Although prosecuted in a Nashville federal court, Dunn’s case involved a battery of investigative agencies, including Metro police, Michigan State Police, the Canadian Provincial Weapons Enforcement Unit in Ontario and the ATF.
Despite Monday’s guilty plea, federal agents say there are many details about Dunn’s case they cannot yet discuss because the investigation is ongoing.
“I can say it started with gun-crime traces from Michigan,” Ronald Turk, assistant special agent in charge of the Nashville ATF office, said yesterday. “There were guns that came back to him.”
Those guns put Dunn into the sights of ATF Special Agent Patrick Hand.
Dunn is expected to be sentenced by U.S. District Court Judge Robert Echols in the coming weeks.
“Mr. Dunn fully acknowledged his responsibility for the criminal offenses for which he was charged,” his attorney, Kim Hodde, said yesterday. Yet she and her client haven’t been willing to concede all of the potentially aggravating factors involved in the case – factors that could lengthen his prison sentence.
Two episodes described by authorities in court shed some light on Dunn’s run-ins with the law:
- On Sept. 7, 2000, Dunn was stopped by Michigan State Police, who found 13 semi-automatic pistols, ammunition and magazines in his possession. After being read his Miranda rights, he told an officer that he was a gun dealer who had a permit to carry the firearms. He also said he was on his way to Detroit to sell the guns.
- On Jan. 15, 2001, Dunn called Nashville police to report a crime – the possible theft of 70 handguns from his Nashville residence.

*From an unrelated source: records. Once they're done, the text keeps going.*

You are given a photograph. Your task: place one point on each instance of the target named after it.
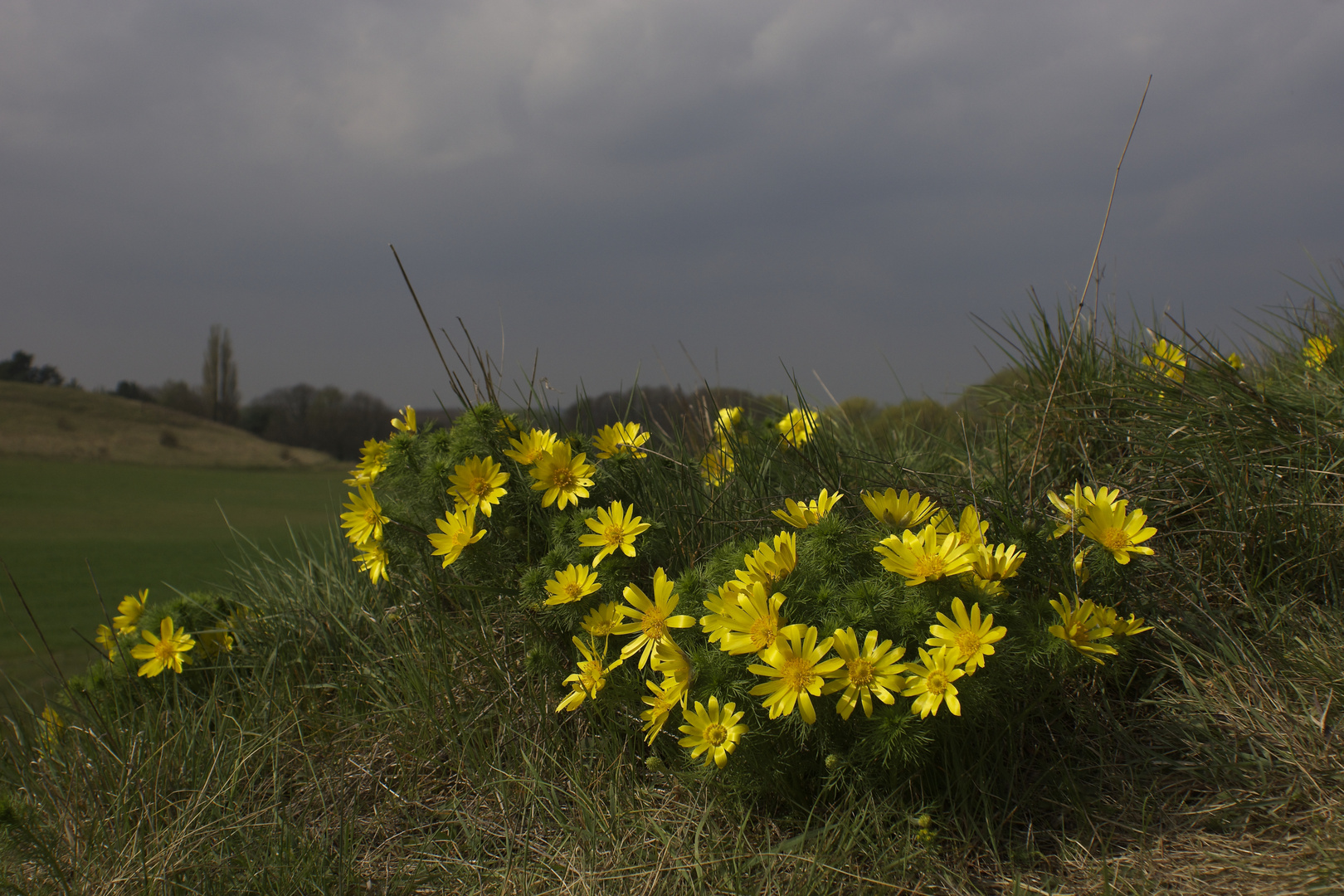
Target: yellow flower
(797, 666)
(407, 423)
(590, 677)
(164, 652)
(570, 585)
(797, 426)
(459, 531)
(771, 563)
(660, 703)
(1168, 360)
(531, 446)
(622, 438)
(1316, 351)
(753, 625)
(968, 640)
(932, 685)
(921, 558)
(1082, 627)
(969, 531)
(1109, 618)
(996, 564)
(1116, 531)
(364, 520)
(563, 476)
(874, 672)
(477, 484)
(713, 731)
(216, 641)
(373, 458)
(130, 609)
(717, 622)
(373, 461)
(1079, 503)
(650, 618)
(373, 559)
(602, 620)
(800, 516)
(902, 511)
(615, 528)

The next day, the ATF had some questions for him. During that conversation, he told federal agents that he had planned on opening a gun shop. Then he said that he had applied for a federal firearms license but that he might have “jumped the gun” by building inventory before he’d actually received the license.

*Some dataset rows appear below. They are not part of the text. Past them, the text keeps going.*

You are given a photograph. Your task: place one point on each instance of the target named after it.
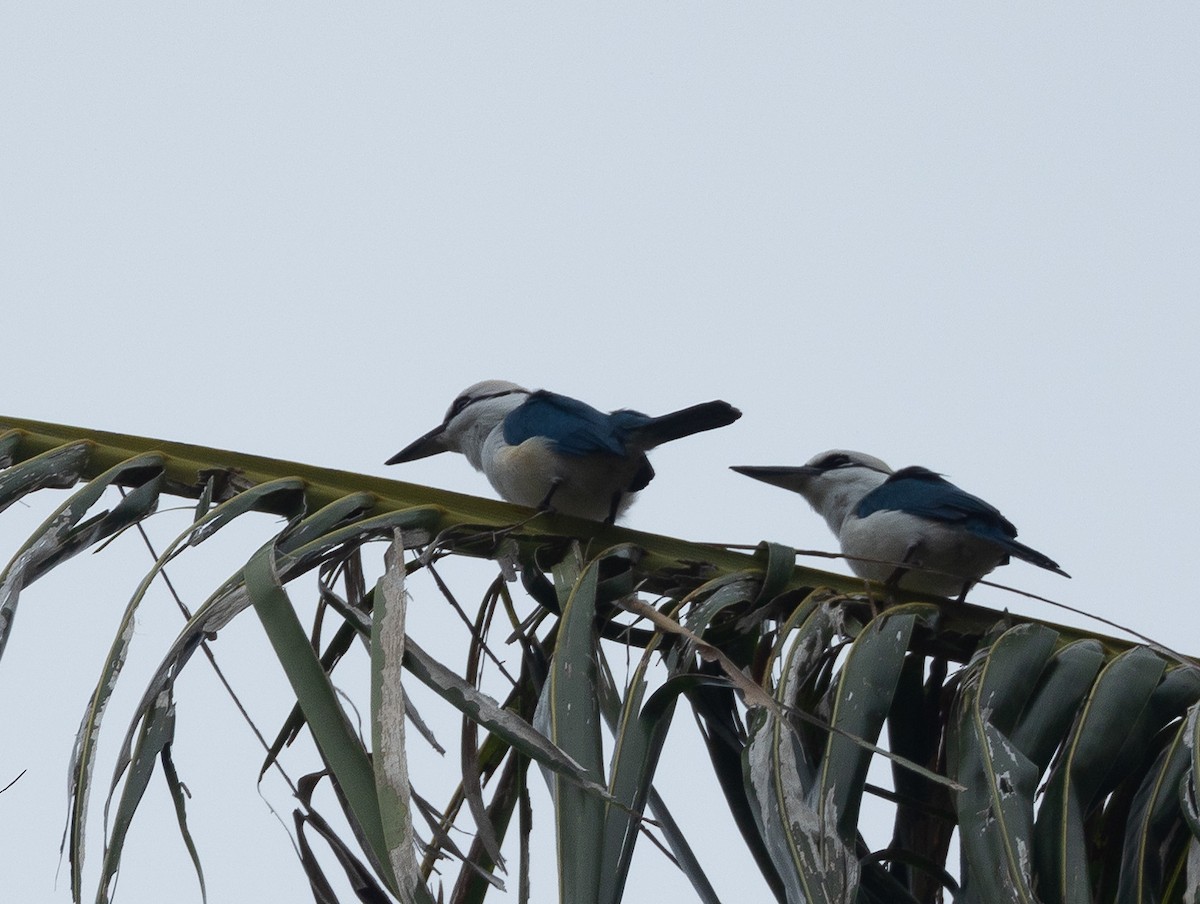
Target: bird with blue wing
(910, 527)
(556, 453)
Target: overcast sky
(945, 237)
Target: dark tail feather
(696, 419)
(1032, 556)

He promised to explain it all by bringing some supporting documentation to the ATF, but he failed to show up for questioning.

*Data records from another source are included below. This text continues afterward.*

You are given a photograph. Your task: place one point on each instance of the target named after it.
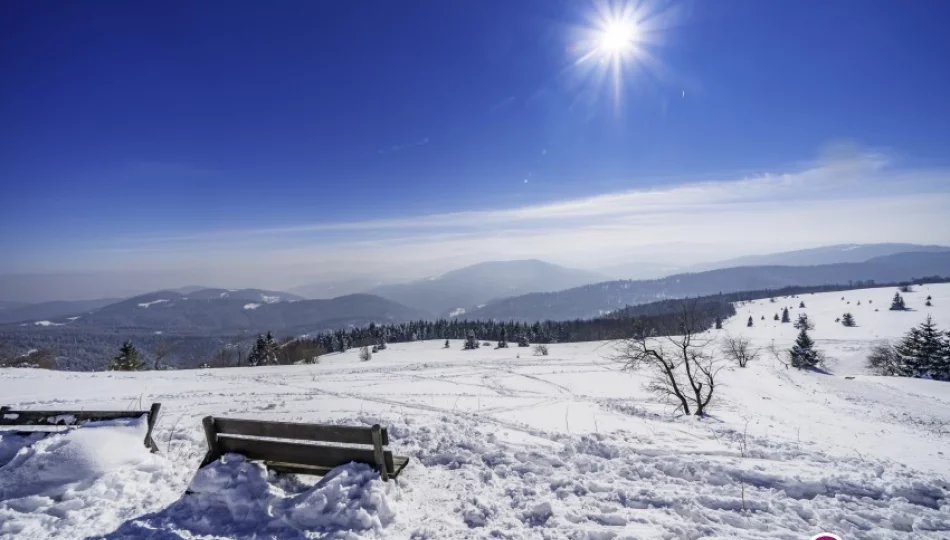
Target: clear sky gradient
(271, 144)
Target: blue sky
(202, 135)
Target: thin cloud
(827, 180)
(405, 146)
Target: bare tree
(739, 349)
(163, 349)
(676, 358)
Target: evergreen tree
(128, 359)
(503, 340)
(803, 353)
(923, 352)
(470, 341)
(264, 352)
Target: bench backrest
(283, 444)
(40, 419)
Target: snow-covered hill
(505, 444)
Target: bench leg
(378, 452)
(152, 419)
(211, 435)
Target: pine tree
(128, 359)
(803, 353)
(264, 352)
(470, 341)
(923, 352)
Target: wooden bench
(36, 420)
(282, 447)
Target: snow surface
(153, 302)
(504, 444)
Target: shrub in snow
(739, 349)
(128, 359)
(803, 353)
(803, 323)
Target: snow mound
(91, 478)
(153, 302)
(234, 498)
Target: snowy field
(504, 444)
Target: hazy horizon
(148, 148)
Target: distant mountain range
(50, 310)
(223, 311)
(521, 290)
(842, 253)
(455, 292)
(601, 298)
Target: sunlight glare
(618, 37)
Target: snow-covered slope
(509, 445)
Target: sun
(616, 45)
(618, 37)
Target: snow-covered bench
(289, 447)
(39, 421)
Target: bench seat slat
(298, 431)
(64, 418)
(296, 453)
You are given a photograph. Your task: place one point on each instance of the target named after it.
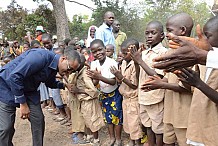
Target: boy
(128, 88)
(88, 97)
(111, 98)
(109, 50)
(203, 117)
(151, 103)
(178, 97)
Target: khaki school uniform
(176, 112)
(90, 107)
(78, 124)
(203, 116)
(151, 102)
(130, 105)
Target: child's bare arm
(120, 77)
(97, 76)
(192, 78)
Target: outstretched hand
(185, 56)
(201, 42)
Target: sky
(71, 8)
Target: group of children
(129, 93)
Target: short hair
(33, 42)
(130, 41)
(46, 36)
(71, 54)
(97, 41)
(158, 24)
(59, 49)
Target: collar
(154, 49)
(104, 25)
(54, 62)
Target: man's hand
(136, 55)
(24, 111)
(185, 56)
(116, 72)
(153, 83)
(94, 74)
(189, 76)
(201, 42)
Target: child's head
(35, 44)
(211, 31)
(180, 24)
(98, 49)
(59, 51)
(109, 50)
(154, 33)
(26, 46)
(126, 46)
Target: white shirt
(105, 72)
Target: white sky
(71, 8)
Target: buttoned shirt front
(21, 77)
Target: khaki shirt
(129, 72)
(203, 116)
(176, 105)
(121, 36)
(153, 96)
(85, 83)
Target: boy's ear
(183, 30)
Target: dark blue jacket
(20, 78)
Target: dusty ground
(55, 134)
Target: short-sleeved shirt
(105, 72)
(128, 70)
(21, 77)
(153, 96)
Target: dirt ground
(55, 134)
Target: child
(151, 103)
(178, 98)
(88, 96)
(203, 116)
(128, 88)
(111, 98)
(109, 50)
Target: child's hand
(153, 83)
(201, 42)
(116, 72)
(189, 76)
(136, 55)
(94, 74)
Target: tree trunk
(61, 19)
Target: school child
(109, 50)
(203, 117)
(178, 97)
(110, 96)
(151, 102)
(88, 97)
(128, 89)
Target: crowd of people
(166, 94)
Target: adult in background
(105, 31)
(118, 35)
(20, 80)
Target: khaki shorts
(173, 135)
(152, 116)
(131, 119)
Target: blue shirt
(20, 78)
(105, 34)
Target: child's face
(212, 34)
(109, 52)
(98, 51)
(126, 53)
(153, 36)
(173, 28)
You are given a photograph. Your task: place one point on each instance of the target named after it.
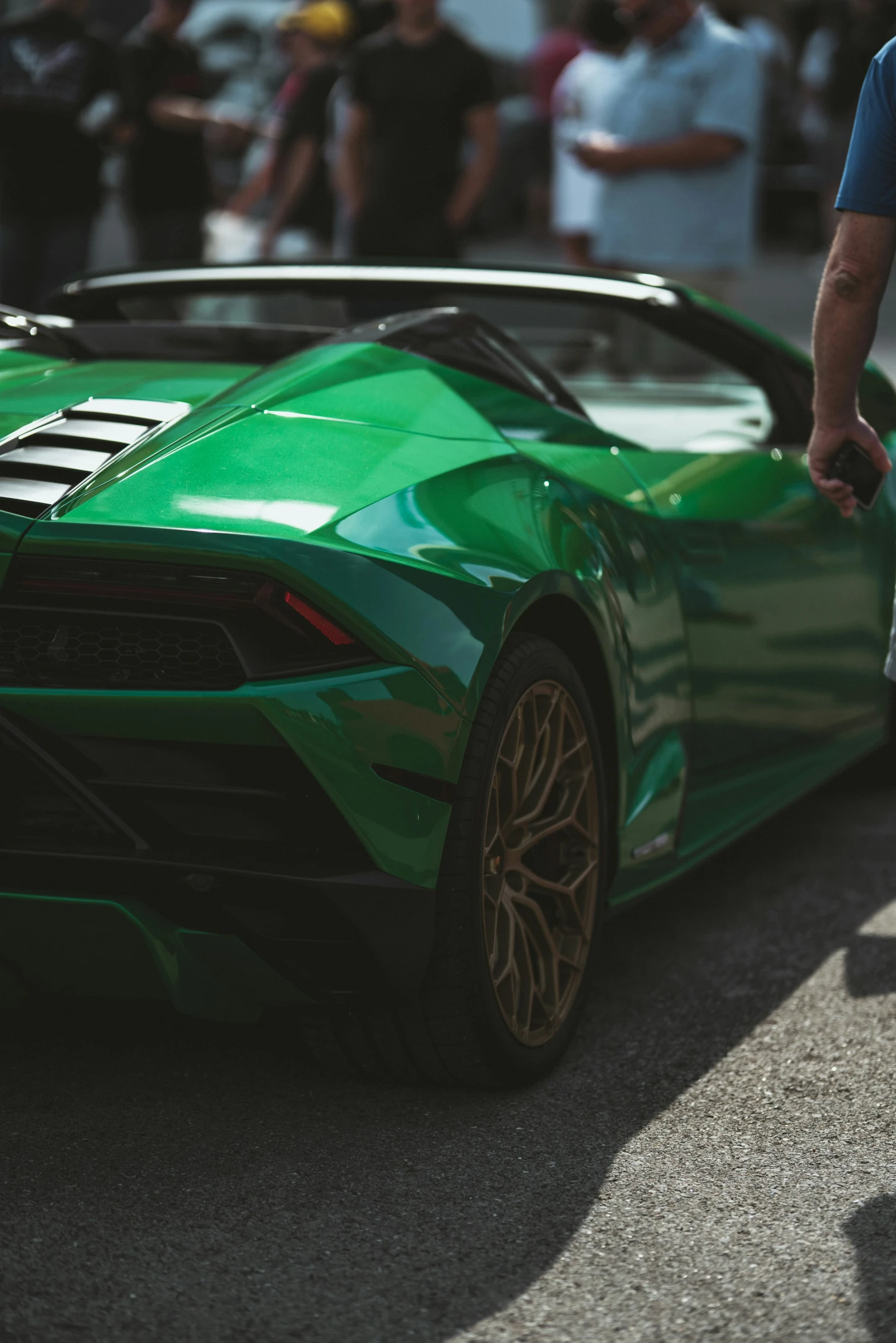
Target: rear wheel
(520, 897)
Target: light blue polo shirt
(709, 77)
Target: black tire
(458, 1030)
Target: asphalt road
(714, 1161)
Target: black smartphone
(853, 466)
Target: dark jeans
(38, 254)
(170, 235)
(397, 235)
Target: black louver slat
(41, 463)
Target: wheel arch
(561, 619)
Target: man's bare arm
(353, 159)
(696, 150)
(483, 129)
(845, 323)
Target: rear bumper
(309, 942)
(234, 849)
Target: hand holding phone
(853, 466)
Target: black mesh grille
(74, 649)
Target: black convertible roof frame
(661, 302)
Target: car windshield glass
(632, 377)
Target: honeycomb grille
(96, 651)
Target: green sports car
(367, 633)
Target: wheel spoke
(541, 862)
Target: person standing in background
(303, 195)
(581, 101)
(418, 91)
(53, 73)
(679, 154)
(169, 189)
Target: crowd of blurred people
(653, 135)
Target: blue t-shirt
(870, 177)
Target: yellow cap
(330, 22)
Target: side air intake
(41, 463)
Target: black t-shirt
(51, 69)
(418, 98)
(166, 168)
(307, 118)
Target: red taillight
(327, 627)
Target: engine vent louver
(45, 461)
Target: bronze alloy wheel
(541, 869)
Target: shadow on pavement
(171, 1180)
(872, 1230)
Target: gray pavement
(714, 1160)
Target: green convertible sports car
(369, 631)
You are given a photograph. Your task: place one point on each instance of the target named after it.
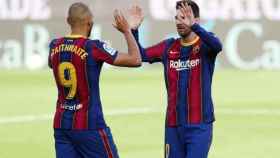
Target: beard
(89, 32)
(184, 34)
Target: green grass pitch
(247, 105)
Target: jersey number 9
(70, 80)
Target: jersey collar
(190, 43)
(75, 36)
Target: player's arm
(150, 54)
(208, 38)
(132, 58)
(49, 56)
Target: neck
(78, 31)
(192, 36)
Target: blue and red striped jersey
(188, 71)
(76, 63)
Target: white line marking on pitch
(119, 112)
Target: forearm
(212, 41)
(142, 50)
(133, 49)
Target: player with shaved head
(79, 127)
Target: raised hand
(188, 16)
(135, 16)
(120, 22)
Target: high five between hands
(136, 17)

Federal agents said they have no record that Dunn ever applied for a dealer’s license.
ATF spokesman Eric Kehn said yesterday that plenty of other factors caused the bureau to investigate Dunn but, like Turk, he said he couldn’t elaborate.
Dunn was indicted in February 2004 on charges of dealing firearms without a license and transporting firearms in interstate commerce without a license.
He faces up to five years in prison and a $250,000 fine for each count.